Orange's City Council pioneering waste management system is trailing a new technique using compostable environmentally-friendly alternatives.
Council contractor JR Richards has begun a trial of a new kind of plastic film used to wrap bales of waste before they are transported to the landfill site.
The new material is compostable and will break-down much sooner than conventional plastic.
Rare among Australia's waste management systems, Orange's landfill waste is compressed into cubic-metre bales to save on landfill space.
To protect the local honey industry at the landfill site, on Euchareena Road near Molong, the compressed bales are also wrapped in layers of plastic.
The wrapping process is designed to prevent bees from being potentially infected by diseases linked to imported supermarket honey that's been thrown away.
The plastic pallet wrap holds the bales together while they are transported to the landfill site.

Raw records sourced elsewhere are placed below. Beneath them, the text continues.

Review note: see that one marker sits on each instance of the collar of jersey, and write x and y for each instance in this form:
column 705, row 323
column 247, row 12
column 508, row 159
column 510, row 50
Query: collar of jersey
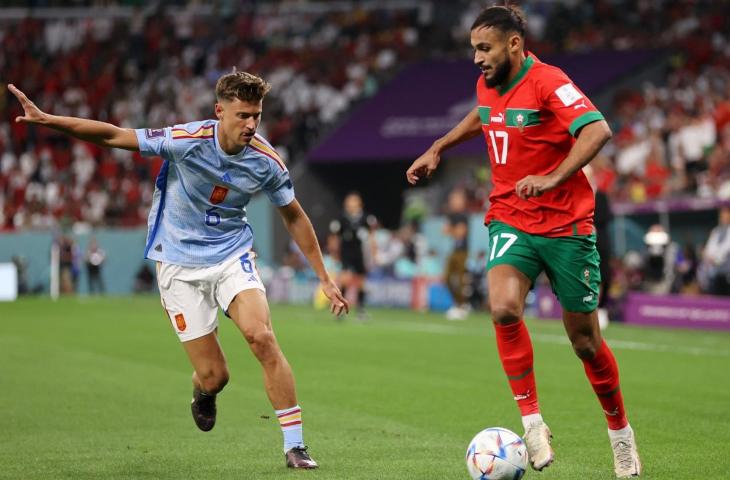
column 220, row 150
column 520, row 75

The wrapped bales can also be efficiently stacked, saving space in in the landfill site.
The downside is that plastic wrap adds around thirty tonnes of extra waste to landfill each year.
Now a compostable replacement wrap is being trialled, made in Australia from plant-based oils and agroforestry waste, by Melbourne manufacturer, GreatWrap (link).
Council waste contractor JR Richards is trialling the new wrap product at the Ophir Road Resource Recovery Centre, to see how it compares for cost and performance.
The compostable benefit is already clear: while traditional pallet wrap can take hundreds of years to break down in landfill, the new compostable wrap will break down much faster.